One step forward, two steps OW OW OW.

Exam process speeds up as doomsday nears.  I take my written exams the weekend of March 9-12, only five weeks away.  Then I visit the family, and when I return, I have a short window of prep time before my oral defense on April 3.  I turn 30 four days after that: plans include hiding in my house curled in a fetal ball around a bottle of wine.

I feel like a frog in a pot, and the water’s been boiling for a while now.

I don’t generally acknowledge stress.  Like, I say the words “I’m stressed,” but it’s more of a “oh hey we are doing the commiseration thing!  Yes yes clearly I am mad with anxiety, just mad.”  But then, when a deadline nears, I buckle down and get stuff done (spent eight solid hours, almost nonstop, revising my paper yesterday, for example), and then why would I be anxious?  Because, stuff, it got done, and I appear to be in good shape in terms of prep work for getting through this nightmare.  Wherefore the crazed hairpulling and railing at the gods?

Except that my brain and body think they know better.  My brain is like, “You think you are not stressed, but wait!  Now you will snap at people you care about and start crying for no reason!  MuHAH!”  And my body’s like, “You seem too serene.  Perhaps I should break.  All of me.  At once.”

So, witness this week of my life, wherein I accomplished much (advisor says at this rate I should be able to turn in a draft of paper to my second reader within two weeks, yay!), but also went on random crying jags and fell apart.

See, I starting running again, for stress reduction, aka to keep myself sane during this pressure-cooker exam process.  Then on Friday I realized my running shoes (less than a year old, a present from my mom) were hurting my feet; it was as if I was walking on a thick metal bar every time I took a step.  I figured, “eh, time to get new shoes” and that it’d go away in a day or two.  Jim and I went for a walk in the neighborhood on Sunday (it’s been 60 degrees here in Chicago, WTF gorgeous) and halfway through my left foot hurt so bad I had to sit down.  I limped home and stayed off it all day Monday and Tues.
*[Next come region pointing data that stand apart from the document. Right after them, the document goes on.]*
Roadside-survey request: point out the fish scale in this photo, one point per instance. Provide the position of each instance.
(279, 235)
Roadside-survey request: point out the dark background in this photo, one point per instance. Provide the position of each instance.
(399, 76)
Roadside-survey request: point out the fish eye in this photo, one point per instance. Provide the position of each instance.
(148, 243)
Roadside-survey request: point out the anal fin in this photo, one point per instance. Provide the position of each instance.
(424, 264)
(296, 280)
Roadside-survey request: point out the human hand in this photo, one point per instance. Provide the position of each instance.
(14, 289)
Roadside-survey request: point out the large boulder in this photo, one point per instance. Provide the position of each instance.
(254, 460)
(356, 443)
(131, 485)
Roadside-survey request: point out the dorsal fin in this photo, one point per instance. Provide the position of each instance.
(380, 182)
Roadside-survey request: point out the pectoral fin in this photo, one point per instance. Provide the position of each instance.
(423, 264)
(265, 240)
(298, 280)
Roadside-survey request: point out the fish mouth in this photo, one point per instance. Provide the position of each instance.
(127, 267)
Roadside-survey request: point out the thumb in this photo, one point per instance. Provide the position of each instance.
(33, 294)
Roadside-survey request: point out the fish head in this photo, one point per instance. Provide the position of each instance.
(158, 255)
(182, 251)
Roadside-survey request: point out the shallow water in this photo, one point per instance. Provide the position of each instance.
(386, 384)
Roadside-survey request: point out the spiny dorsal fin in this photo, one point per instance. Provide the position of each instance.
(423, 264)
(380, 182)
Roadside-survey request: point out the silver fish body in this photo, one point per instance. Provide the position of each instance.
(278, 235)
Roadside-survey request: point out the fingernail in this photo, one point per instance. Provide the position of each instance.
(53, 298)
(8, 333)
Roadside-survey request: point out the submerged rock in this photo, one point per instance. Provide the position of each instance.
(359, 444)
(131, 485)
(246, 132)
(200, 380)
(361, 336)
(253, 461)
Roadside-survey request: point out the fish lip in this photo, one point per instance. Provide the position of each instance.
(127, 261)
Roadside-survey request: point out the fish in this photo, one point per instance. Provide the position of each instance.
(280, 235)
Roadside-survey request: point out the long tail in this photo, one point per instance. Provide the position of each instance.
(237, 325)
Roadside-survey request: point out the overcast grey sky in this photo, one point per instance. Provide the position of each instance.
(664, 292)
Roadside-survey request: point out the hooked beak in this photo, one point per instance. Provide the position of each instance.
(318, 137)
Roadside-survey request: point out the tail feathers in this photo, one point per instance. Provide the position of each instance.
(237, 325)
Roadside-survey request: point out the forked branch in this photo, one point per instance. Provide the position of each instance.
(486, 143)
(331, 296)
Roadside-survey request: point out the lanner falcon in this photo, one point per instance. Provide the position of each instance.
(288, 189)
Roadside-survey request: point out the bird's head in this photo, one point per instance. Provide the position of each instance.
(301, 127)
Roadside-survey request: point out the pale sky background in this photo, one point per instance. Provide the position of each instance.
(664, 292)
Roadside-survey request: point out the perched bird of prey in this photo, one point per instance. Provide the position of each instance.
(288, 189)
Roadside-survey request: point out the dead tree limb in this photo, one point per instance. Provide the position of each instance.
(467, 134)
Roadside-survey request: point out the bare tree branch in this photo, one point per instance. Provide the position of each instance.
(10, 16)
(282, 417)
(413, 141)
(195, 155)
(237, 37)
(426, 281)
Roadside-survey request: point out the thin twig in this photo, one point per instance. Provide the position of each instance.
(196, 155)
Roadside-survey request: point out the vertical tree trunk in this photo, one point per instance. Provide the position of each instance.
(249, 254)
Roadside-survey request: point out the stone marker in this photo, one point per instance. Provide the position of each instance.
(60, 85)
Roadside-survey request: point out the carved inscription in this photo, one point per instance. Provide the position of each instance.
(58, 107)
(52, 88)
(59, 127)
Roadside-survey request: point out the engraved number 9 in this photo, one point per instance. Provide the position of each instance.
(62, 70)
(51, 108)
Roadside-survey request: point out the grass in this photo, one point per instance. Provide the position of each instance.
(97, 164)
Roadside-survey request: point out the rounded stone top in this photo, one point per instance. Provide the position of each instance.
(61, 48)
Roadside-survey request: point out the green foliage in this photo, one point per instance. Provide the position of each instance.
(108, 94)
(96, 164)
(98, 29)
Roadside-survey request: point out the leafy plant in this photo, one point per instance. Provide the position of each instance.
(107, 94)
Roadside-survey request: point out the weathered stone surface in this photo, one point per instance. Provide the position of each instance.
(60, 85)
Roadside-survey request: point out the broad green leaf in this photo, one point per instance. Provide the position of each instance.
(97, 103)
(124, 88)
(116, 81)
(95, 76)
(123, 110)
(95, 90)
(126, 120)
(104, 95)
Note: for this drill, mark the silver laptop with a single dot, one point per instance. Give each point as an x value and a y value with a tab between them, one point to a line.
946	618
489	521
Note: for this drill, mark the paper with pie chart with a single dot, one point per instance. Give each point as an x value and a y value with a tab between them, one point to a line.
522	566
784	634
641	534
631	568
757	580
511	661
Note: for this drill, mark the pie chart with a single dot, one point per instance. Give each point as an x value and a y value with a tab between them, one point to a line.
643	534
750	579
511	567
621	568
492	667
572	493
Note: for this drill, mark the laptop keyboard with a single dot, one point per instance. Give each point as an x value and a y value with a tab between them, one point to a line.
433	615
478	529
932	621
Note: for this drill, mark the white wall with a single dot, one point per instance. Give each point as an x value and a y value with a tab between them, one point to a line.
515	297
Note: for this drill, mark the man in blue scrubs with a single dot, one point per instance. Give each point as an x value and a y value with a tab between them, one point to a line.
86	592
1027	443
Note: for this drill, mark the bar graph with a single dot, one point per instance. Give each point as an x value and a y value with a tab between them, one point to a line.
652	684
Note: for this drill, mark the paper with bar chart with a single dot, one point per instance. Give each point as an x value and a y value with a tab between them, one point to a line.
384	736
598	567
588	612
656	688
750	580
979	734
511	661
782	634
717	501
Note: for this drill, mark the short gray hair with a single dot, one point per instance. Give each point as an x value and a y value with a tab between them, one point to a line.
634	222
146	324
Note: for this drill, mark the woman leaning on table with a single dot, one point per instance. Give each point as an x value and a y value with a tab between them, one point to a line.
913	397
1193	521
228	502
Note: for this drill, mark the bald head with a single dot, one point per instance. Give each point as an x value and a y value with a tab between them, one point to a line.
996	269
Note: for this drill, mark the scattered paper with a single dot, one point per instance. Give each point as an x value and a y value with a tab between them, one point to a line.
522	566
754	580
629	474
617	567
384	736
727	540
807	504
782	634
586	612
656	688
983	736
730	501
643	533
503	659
Did the ice/heat thing, took painkillers, massaged it, etc.; there’s no sign of swelling or strain, and it doesn’t hurt unless I put weight on it.

But I barely made it through work today, and I was in tears multiple times, even on many painkillers.  Got X-rays taken, and there’s no fracture, so basically it’s just a “your feet are awful (fallen arches, hammertoes, the works); take a bunch of Motrin and good luck.”  Thanks for nothing, body.  Amazing that I can incapacitate myself completely while walking at a leisurely pace in comfortable sneakers.  Sigh.

So, from here on out, I’m going to TRY to be stressed, because keeping my cool is just not working; body and brain conspire to make sure I feel the anxiety I’m repressing.  This shouldn’t be too difficult, because without exercise, I turn into a raging maniac in 2.2 days, and I can’t walk like this, let alone run.  Oh, and the best part?  I have a hard-to-snag meeting (which I just can’t reschedule, not this close to exam day) with one of my committee members tomorrow, so I get to hobble onto public transportation and hoof it up to my office and back AGAIN tomorrow morning.

I do believe I may hie myself to a Walgreens and purchase one of these:

I can’t wait to shoo children off my nonexistent lawn like a proper thirty-something.